Once again, political correctness is stepping into an area – "Live Free or Die" expresses a philosophy and not a marketing "brand" meant to drive people to "buy into" something – in this case, living here in NH. While marketing is a serious business in our capitalistic society, it is based on one thing: freedom. Without the freedom to choose, marketing ceases to be effective (or needed). In my estimation, there is no better summary than "Live Free or Die". Elegant in its simplicity, it summarizes what General Stark’s thoughts and being: freedom is everything. And not to be bandied about as a "slogan" – replace it when it "wears out". It stems from a time when we were much less about the glitz and more about the substance of what really matters.
And when pinheads were called exactly that – and worse.
It was the Union Leader’s editorial that caught my eye (emphasis mine)
In nine days, New Hampshire’s state motto will turn 200 years old. It was July 31, 1809, when Gen. John Stark wrote to his comrades from the Battle of Bennington to offer this toast: "Live free or die. Death is not the worst of evils."
It is a horrible irony that weeks before this historic anniversary, "The Governor’s Task Force for the Recruitment and Retention of a Young Workforce for the State of New Hampshire" stated in its official report: "Our State portrays an unfriendly message that every individual has to succeed on their own, rather than count on a support system for assistance (Live Free or Die is not a friendly, supporting message that appeals to young people)."
How soft we have become. That ridiculous assessment is far from the reaction had by Stark’s fellow Bennington survivors, who wrote to him in 1810, "The toast, sir, which you sent us in 1809 will continue to vibrate with unceasing pleasure in our ears."
They only won us our freedom. What do they know?
As always, enter Stage Left, the weenies with their political correctness, pandering, and foolishness.
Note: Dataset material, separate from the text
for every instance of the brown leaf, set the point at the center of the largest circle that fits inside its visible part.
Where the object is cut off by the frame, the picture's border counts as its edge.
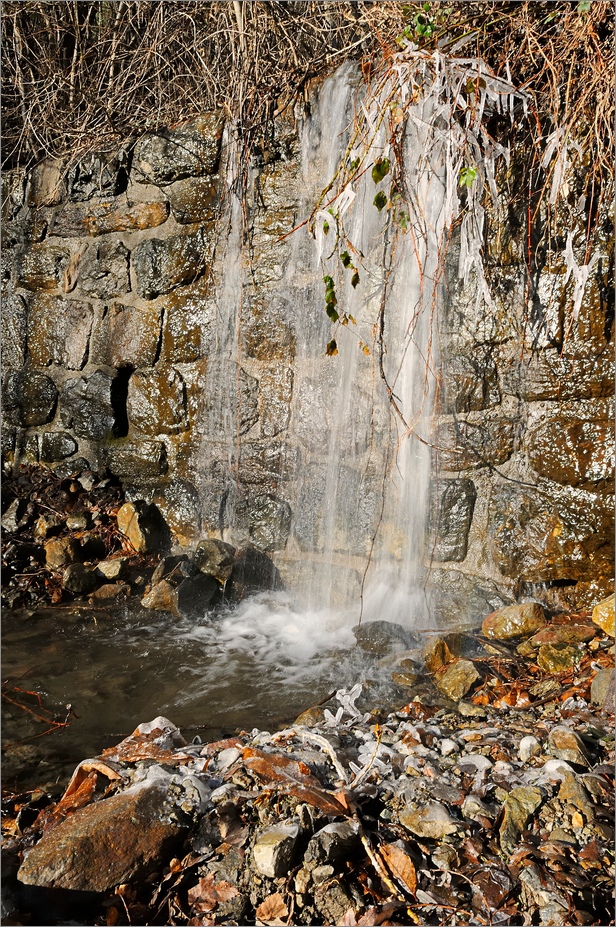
(206, 895)
(273, 909)
(400, 865)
In showing their disdain, they seemingly have ignored the obvious: "And what’s your message?" An utterly condescending one:
YOU cannot succeed on your own – you are NOT good enough!
You will ONLY succeed if others do the work for you.
Absolute Rubbish! Success comes from hard work and the ability to be left alone to do that work without interference from Government. Tell me, what young person, full of vim and vinegar, is thinking to themselves "yup, I’m helpless and NEED others to make a go of it" – sure, that will attract’em! Most adult-thinking young adults are thinking "I can CHANGE the world – lemme at’em!" and not "quick, I need hand holding at every turn!".
The report goes on to say (page 6):
Other comments indicated that New England should have more of a brand as a region rather than each of the individual six states having their own brand. The Task Force, in its recommendations, has endorsed the creation of a large “Stay Work Play” website to serve as a one?stop shop for information about NH and why it is a great place to stay, work, and play, but stopped short of recommending that this be the new brand.
Excuse me, but your collectiveness is showing. Not only are they showing their message of "make your dreams subservient to those of others (’cause you’re not good enough), but have the stones to say "Oh by the way, NH, even though this is about NH – the collective region should be preeminent to the State".
Instead of denigrating the State Motto, and the philosophy that sustains it, why not embrace it and use it:
- the freedom to succeed!
- no obstacles in your way
- Life – YOUR way!
You get the idea (and I’m not a marketing person).
Mr. Pink Eyes over at America’s Watchtower has this to say:
Believing in individual freedom is somehow unfriendly and unpopular with young people while becoming dependant on a “support system” IE big government is what appeals to young people?
Giving up personal freedom to acquiesce to government is supposed to give us more freedom? I don’t get it…
…What a joke the “live free or die” state has become under Governor John Lynch
If this is NOT true, our educational system (and this report stems largely from UNH) has utterly failed us.